あらすじ
ISBN: 9784396331658ASIN: 4396331657
東京・丸の内の片隅にある小料理屋「ばんざい屋」。女将の作るちょっぴり懐かしい味に誘われて、客たちが夜な夜な集まってくる。クリスマスの嫌いなOLの悩み、殺された常連客が心ひそかに抱いていた夢、古い指輪に隠された謎と殺意…。数々の人間模様をからめながら、自らも他人にいえない過去を持つ女将が鮮やかに解決する恋愛&ヒューマン・ミステリーの傑作。

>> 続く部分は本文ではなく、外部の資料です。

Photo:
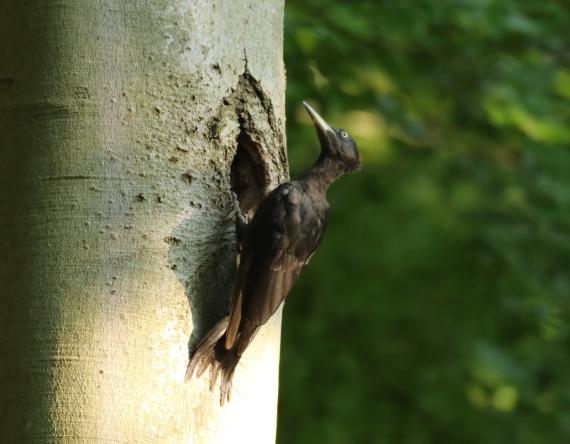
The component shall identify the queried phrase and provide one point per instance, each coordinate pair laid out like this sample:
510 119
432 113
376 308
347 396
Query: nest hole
249 180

柴田よしきという作家の真骨頂は、日常の何気ない風景に潜む心の機微を、鮮やかな色彩で描き出す筆致にあります。舞台となる小料理屋は、都会の孤独を抱える人々が足を止める聖域。供される料理の一皿一皿が凍てついた心を解きほぐす鍵となり、懐かしさの中に隠された再生への祈りが、読者の魂に深く染み渡ります。 物語に鋭い奥行きを与えるのは、女将自身が背負う過去の影です。ミステリーとしての謎解きは、犯人を追うためではなく、失われた誇りや秘めた想いを救い出すための儀式。痛みを受け入れ再び立ち上がろうとする人々の姿は、まさに雨上がりの虹のような希望に満ちており、読後の心には温かな余韻が広がることでしょう。